The bullet passed through his cheek, leaving a ragged hole. I could see the ruined remnants of his tongue through it, flapping in a wordless scream against the roof of his mouth. It only lasted a second. He looked smaller when he lay on the floor, as if his body had already begun to decay and fall in on itself. A pool of blood spread around his head like a dark halo.
“Mary mother of God,” Kelis gasped. “I know it needed to look convincing, but did you have to shoot me in the fucking gut?”
I turned to face her. My gun was still in my hands and I saw them raise it until it was pointing straight at her. I’d fired four bullets since we’d entered the building – more than enough left. She wasn’t looking at me as I said, “I meant to put it through your heart. I guess my aim was off.”
She chuckled weakly, the sound turning into a gurgle of pain. But when she lifted her head to look at me the laughter died. “Jasmine?”
“I told you, Jasmine’s gone.” Somewhere inside me, something was protesting that, but the Voice was quite sure. It had lost Ash – there was no way it was letting me go too.
Face twisted in agony, Kelis pushed herself upwards, first to her elbows then slowly, painfully, to her knees. “No,” she said, her voice just a thread. “You’re still you.”
I took a step towards her, stumbling over my own feet. “That’s not true.

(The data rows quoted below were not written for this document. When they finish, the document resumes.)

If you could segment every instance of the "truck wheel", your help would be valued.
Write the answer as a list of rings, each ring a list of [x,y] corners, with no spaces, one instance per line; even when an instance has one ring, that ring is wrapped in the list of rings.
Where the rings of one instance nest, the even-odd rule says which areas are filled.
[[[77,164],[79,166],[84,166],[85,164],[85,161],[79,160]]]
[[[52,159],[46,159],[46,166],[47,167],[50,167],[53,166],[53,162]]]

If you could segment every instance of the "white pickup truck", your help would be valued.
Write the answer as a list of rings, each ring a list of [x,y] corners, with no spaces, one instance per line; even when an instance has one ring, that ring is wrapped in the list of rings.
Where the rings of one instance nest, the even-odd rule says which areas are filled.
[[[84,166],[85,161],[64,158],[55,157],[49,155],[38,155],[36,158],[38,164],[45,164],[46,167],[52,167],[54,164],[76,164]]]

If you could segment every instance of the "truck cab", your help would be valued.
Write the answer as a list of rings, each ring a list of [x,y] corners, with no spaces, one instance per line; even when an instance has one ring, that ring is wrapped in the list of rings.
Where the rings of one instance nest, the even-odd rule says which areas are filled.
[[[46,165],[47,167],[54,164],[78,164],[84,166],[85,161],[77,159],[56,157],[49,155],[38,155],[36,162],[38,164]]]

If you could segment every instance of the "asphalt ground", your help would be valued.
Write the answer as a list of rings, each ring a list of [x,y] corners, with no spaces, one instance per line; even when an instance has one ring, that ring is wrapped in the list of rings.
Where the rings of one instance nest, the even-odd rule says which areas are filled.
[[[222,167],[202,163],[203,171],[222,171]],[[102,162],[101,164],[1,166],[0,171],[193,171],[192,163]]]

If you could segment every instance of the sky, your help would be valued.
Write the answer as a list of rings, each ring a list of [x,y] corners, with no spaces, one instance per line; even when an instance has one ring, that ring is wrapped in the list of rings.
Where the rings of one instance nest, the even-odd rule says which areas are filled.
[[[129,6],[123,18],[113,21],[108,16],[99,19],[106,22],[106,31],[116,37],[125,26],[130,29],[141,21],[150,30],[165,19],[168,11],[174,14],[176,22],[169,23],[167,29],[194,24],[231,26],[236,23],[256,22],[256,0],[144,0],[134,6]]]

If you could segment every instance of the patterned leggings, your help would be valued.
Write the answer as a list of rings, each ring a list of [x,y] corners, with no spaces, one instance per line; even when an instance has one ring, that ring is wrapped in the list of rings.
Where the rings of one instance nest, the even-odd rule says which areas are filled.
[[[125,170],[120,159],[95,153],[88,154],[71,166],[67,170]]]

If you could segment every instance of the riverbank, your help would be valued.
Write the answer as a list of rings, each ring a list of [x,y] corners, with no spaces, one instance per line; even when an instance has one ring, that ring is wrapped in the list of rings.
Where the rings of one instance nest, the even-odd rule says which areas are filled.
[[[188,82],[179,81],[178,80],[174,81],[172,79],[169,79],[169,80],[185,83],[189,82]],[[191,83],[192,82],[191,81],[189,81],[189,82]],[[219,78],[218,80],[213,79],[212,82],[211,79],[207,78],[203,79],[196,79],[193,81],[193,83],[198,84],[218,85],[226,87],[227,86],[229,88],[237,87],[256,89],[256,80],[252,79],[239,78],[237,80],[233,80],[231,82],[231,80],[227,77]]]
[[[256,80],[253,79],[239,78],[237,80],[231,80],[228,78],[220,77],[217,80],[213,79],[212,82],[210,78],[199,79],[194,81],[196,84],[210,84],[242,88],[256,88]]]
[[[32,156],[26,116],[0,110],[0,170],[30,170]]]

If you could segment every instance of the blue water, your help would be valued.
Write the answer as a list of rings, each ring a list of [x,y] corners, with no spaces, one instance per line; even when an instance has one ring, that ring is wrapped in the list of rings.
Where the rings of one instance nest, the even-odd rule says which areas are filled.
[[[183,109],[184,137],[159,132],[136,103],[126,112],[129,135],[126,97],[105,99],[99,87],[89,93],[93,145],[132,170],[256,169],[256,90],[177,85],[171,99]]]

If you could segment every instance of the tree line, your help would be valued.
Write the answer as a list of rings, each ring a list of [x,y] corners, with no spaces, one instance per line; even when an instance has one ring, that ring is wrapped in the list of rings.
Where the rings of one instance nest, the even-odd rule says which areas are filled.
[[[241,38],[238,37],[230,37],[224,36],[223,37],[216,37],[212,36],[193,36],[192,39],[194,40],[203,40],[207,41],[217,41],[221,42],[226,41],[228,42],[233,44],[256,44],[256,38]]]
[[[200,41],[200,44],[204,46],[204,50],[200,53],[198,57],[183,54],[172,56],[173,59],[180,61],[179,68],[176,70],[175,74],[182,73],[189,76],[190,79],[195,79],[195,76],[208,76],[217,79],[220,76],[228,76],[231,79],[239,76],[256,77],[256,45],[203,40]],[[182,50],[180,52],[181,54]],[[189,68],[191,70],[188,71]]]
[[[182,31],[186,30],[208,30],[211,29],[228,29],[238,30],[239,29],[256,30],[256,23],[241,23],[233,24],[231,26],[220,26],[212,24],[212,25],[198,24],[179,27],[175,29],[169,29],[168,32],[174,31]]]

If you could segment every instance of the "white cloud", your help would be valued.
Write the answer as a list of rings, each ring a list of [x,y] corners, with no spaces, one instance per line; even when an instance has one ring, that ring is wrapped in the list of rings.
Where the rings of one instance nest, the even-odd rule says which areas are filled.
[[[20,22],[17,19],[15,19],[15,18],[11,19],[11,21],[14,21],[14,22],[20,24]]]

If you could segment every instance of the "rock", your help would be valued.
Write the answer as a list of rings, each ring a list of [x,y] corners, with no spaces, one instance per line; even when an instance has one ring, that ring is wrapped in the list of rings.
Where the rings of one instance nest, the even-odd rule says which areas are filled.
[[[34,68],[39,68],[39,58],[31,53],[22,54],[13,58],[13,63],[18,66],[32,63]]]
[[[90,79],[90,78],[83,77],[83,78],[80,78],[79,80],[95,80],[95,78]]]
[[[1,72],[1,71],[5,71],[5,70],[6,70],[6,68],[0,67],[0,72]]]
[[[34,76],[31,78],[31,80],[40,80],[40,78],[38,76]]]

I’ve killed hundreds of people. I’ve shot pregnant women. Jasmine would never do that. It must be the madness.”
A thin trickle of blood leaked from her lips. She gasped as she struggled to form the words. “We’d all like an excuse for what we’ve done – but that’s just cowardice, and you’re not a coward. You killed all those people, Jasmine. Accept it and move on.”
I took another step closer. My finger was tight around the trigger of the Magnum. Another millimetre, another milligram of pressure, and Kelis would stop saying those terrible words. “I don’t know myself any more,” I gasped.
Amazingly, she managed a smile. Her lips were crimson with her own blood. “That’s okay, I know you. And you’re not so bad.” Her eyes wouldn’t let mine go, no matter how much I wanted them to.
I could kill her. I wanted to kill her. I could surrender to the Voice and let it take all the decisions. Let it shoulder the responsibility. Or I could live with all the things I’d done. I could go on making all the awful, impossible choices that this world forced you to make. The only sane response was to go crazy. Let go. Just let go.
And yet.
Kelis’s eyes. The lips that I’d kissed, only a few days ago. I had to take the responsibility for that. I couldn’t kill her and let that death be nobody’s fault.
I didn’t know I’d thrown the gun away until I heard it clatter against the far wall.